I am SO sorry for your loss!

R.I.P Little Blue!

Although you could not give him a quantity of life, you sure gave him quality


----------



## LinkLover (Apr 3, 2012)

That is very sweet, I like that. Thank you.


----------



## LebronTheBetta (Apr 23, 2012)

I'm so sorry for Blue. It was his time to go. You know, if 1 door closes, another 1 opens. S.I.P. Blue You're in a better place now, :')


----------



## LinkLover (Apr 3, 2012)

Thank you, I like the "Swim In Peace", it's very fitting.


----------



## teeneythebetta (Apr 29, 2012)

I'm so sorry for not only your loss of Blue, but for the others as well. As everyone mentioned above, you gave them a great life, even if it wasn't as long as they deserved.

Shame on Petco.


----------



## LinkLover (Apr 3, 2012)

Thank you so much.
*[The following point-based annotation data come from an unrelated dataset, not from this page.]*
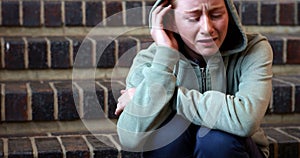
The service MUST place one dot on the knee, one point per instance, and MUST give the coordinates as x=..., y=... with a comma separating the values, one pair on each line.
x=218, y=144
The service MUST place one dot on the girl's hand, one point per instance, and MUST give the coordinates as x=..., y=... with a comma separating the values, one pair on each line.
x=161, y=34
x=124, y=99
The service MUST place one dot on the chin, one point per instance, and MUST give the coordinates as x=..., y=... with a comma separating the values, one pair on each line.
x=207, y=51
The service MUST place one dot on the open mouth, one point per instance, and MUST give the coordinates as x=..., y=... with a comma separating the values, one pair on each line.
x=208, y=42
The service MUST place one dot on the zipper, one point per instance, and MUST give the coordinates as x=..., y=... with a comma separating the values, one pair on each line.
x=203, y=79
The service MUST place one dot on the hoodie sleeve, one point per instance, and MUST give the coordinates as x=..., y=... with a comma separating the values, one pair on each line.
x=241, y=113
x=152, y=76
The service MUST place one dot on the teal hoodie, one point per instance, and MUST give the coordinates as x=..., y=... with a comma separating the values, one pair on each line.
x=167, y=82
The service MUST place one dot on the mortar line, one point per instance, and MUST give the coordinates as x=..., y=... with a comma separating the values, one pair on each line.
x=5, y=147
x=2, y=52
x=55, y=100
x=21, y=12
x=105, y=97
x=71, y=51
x=62, y=147
x=1, y=13
x=34, y=147
x=29, y=102
x=143, y=12
x=104, y=13
x=287, y=134
x=124, y=13
x=83, y=6
x=94, y=43
x=3, y=102
x=42, y=19
x=26, y=56
x=63, y=18
x=91, y=149
x=48, y=52
x=80, y=101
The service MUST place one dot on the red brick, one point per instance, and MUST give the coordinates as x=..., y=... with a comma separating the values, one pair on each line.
x=10, y=13
x=114, y=13
x=127, y=51
x=14, y=50
x=48, y=147
x=53, y=13
x=60, y=54
x=94, y=13
x=277, y=47
x=268, y=13
x=82, y=52
x=67, y=109
x=134, y=15
x=73, y=13
x=105, y=52
x=282, y=103
x=32, y=13
x=1, y=149
x=293, y=51
x=37, y=53
x=75, y=147
x=42, y=101
x=15, y=102
x=20, y=147
x=93, y=100
x=287, y=14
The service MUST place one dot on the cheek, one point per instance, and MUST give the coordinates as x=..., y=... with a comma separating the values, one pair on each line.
x=222, y=28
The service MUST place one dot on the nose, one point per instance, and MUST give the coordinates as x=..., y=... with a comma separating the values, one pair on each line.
x=206, y=27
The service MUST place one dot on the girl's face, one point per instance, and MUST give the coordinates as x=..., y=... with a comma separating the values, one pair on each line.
x=202, y=24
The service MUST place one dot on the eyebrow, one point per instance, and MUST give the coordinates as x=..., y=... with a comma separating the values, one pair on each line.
x=195, y=10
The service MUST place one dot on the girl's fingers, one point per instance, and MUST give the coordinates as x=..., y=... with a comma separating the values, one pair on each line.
x=158, y=14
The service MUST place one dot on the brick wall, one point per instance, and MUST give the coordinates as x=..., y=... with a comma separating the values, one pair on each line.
x=53, y=13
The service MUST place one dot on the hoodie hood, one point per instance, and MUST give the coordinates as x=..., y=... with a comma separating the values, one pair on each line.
x=236, y=39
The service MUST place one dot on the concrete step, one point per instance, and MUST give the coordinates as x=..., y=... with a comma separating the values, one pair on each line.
x=61, y=100
x=72, y=139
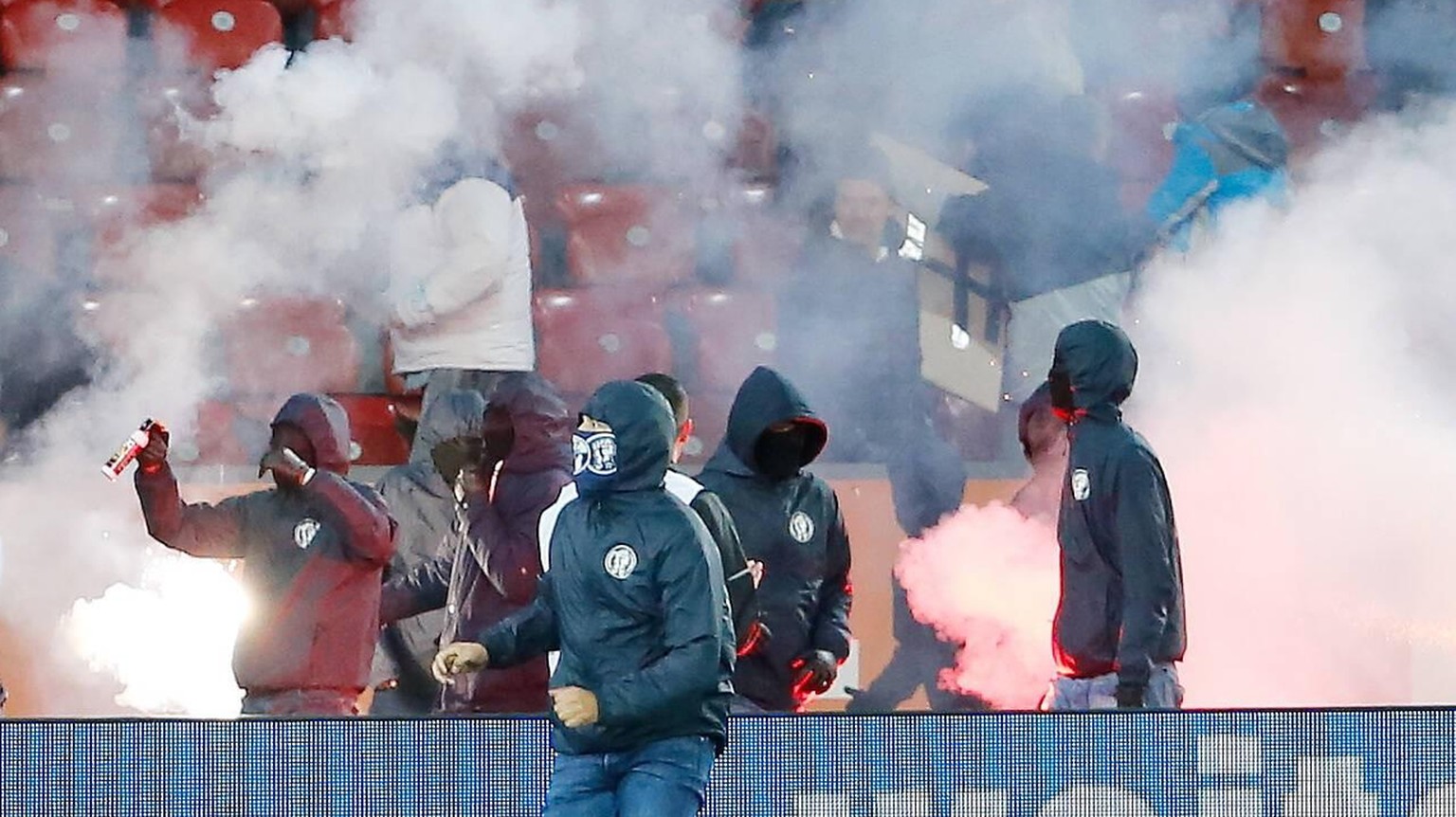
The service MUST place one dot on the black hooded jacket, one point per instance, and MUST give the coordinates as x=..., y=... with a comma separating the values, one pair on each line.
x=312, y=559
x=633, y=597
x=793, y=526
x=491, y=572
x=424, y=505
x=1121, y=575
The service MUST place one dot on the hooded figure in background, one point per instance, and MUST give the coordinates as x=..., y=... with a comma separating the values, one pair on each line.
x=1119, y=626
x=314, y=553
x=421, y=496
x=1230, y=154
x=492, y=565
x=791, y=521
x=635, y=603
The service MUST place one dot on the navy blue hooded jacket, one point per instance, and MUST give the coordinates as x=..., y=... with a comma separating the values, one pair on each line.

It's so nice having support from people who don't even know you, it shows how big your hearts are.


----------



## bettafishfinnatic (Mar 18, 2012)

blue the little fish who got help a little late but had a great life for that time being S.I.P


----------



## LinkLover (Apr 3, 2012)

Thank you, I appreciate your kindness.


----------



## dramaqueen (Jul 7, 2008)

I am so sorry for your loss.


----------